Hi all,
I have data coming from sequencing ancient DNA data. The genome in question is mitochondrial. Libraries were sometimes PE, sometimes SE. With duplicates we get very high coverage ~1000-2000x. After remving duplicates we still can maintain ~150x on average. However the data loss is substantial and questions the amount of sequencing used, and then wasted with Picard duplicates removal, which does remove substantial amount of data <- one thing for sure, mitochondrion is very short ~16700 so given the amount of sequencing, it's only natural, that reads are found as duplicates. The other thing is that with aDNA, there is no guarantee of target concentration nor it's completeness (some fragments may just not be present). So this situation represents the most extreme situation for Heng's Li simple equation:
dups = 0.5*m/N m - sequencing reads N - DNA molecules before amplification http://seqanswers.com/forums/showthread.php?t=6854
Finally mitochondrial sequences are to be assembled to a samples consensus, and SNPs to be determined. Is it wise to remove duplicates from those data sets? Neither the consensus nor SNP calls change with duplicates removal/non removal.
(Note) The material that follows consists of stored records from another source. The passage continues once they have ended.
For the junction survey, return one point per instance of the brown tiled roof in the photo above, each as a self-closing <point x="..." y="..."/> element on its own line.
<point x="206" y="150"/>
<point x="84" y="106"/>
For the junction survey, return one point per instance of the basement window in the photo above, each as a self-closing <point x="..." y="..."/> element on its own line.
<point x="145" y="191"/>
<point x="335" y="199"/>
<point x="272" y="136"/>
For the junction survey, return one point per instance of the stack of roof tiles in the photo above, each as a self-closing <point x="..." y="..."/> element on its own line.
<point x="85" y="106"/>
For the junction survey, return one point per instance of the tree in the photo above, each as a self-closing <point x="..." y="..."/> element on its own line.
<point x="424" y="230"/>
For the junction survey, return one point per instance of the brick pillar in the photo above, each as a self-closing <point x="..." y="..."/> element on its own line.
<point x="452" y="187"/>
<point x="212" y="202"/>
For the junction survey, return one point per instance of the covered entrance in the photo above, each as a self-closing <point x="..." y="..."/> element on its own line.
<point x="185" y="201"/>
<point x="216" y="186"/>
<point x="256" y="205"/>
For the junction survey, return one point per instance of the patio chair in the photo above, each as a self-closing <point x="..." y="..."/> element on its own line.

Also worth mentioning is the fact, that following enrichment of mitochondrion, the target is in minority, with most of the sequences steming from bacterial contamination.
So. Removing, not removing? Or any other way to try and estimate it's amount (just theoretical equations?) To support myself I went with preseq library complexity estimation also to look for some correlations in case, I won't find out any definite answer to this PCR duplicates problem
Kind regards
First it all depends on the question you are trying to answer, regarding SNPs removing duplication (Marking duplication) will help in finding true positive snps. In case of assembly you need not to remove duplication (except PCR duplication and optical duplicate )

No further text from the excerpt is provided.